DCO: feature negotiation with kernel

[cron2]

https://bugs.freebsd.org/bugzilla/show_bug.cgi?id=289303

"--- Comment #35 from Kristof Provost [email protected] --- (In reply to Gert Doering from comment #34)
At some point we're going to be forced to add a feature flag negotiation feature to the kernel/userspace interface. I've had a quick look at dco_linux
and dco_win. As far as I can see there's no generic mechanism yet. Ideally we'd come up with something that works for everyone, so it might be best for that to be driven from OpenVPN's side. I'm sure I can implement whatever you come up with for FreeBSD fairly easily. "

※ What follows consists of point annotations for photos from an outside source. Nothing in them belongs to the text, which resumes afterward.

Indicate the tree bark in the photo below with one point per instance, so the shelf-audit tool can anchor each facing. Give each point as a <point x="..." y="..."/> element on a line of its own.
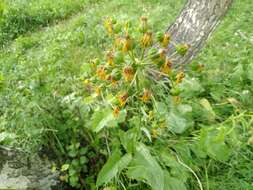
<point x="194" y="25"/>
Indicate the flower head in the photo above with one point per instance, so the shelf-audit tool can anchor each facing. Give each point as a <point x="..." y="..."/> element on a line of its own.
<point x="116" y="111"/>
<point x="166" y="67"/>
<point x="179" y="77"/>
<point x="147" y="40"/>
<point x="166" y="40"/>
<point x="127" y="44"/>
<point x="110" y="57"/>
<point x="109" y="25"/>
<point x="122" y="98"/>
<point x="146" y="96"/>
<point x="101" y="72"/>
<point x="128" y="73"/>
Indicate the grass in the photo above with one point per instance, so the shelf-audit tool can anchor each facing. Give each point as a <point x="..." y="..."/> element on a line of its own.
<point x="39" y="71"/>
<point x="18" y="17"/>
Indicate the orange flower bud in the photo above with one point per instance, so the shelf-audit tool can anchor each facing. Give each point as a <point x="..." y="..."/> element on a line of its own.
<point x="116" y="111"/>
<point x="147" y="40"/>
<point x="110" y="57"/>
<point x="166" y="40"/>
<point x="180" y="76"/>
<point x="128" y="73"/>
<point x="122" y="98"/>
<point x="109" y="25"/>
<point x="97" y="91"/>
<point x="146" y="96"/>
<point x="127" y="44"/>
<point x="101" y="73"/>
<point x="166" y="67"/>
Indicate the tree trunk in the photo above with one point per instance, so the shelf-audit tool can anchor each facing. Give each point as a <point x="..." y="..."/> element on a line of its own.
<point x="194" y="25"/>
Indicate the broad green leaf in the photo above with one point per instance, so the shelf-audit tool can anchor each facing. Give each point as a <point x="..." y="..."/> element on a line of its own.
<point x="144" y="167"/>
<point x="176" y="123"/>
<point x="6" y="137"/>
<point x="250" y="72"/>
<point x="113" y="166"/>
<point x="128" y="139"/>
<point x="101" y="119"/>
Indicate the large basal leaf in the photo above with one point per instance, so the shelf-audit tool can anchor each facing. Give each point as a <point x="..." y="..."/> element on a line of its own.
<point x="103" y="118"/>
<point x="144" y="167"/>
<point x="113" y="166"/>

so, opening an issue here that we do not forget.

So far Windows managed to avoid a true "feature negotiation" by only adding things and increasing the dco-win version number.

Linux managed to avoid this by having a fully incompatible "new DCO" module which wants a fully new "userland" - but at this point we're frozen with what the "new ovpn.ko" can do at birth. When Linux adds epoch data format, we're at the point where we need to query the kernel and ask it "what can you do?"

FreeBSD bit us because the kernel grew "float notification" support without any other changes to the API, so old 2.6 OpenVPN received messages it did not expect and killed the peer ("I do not understand this message from DCO, SIGUSR1 to the rescue").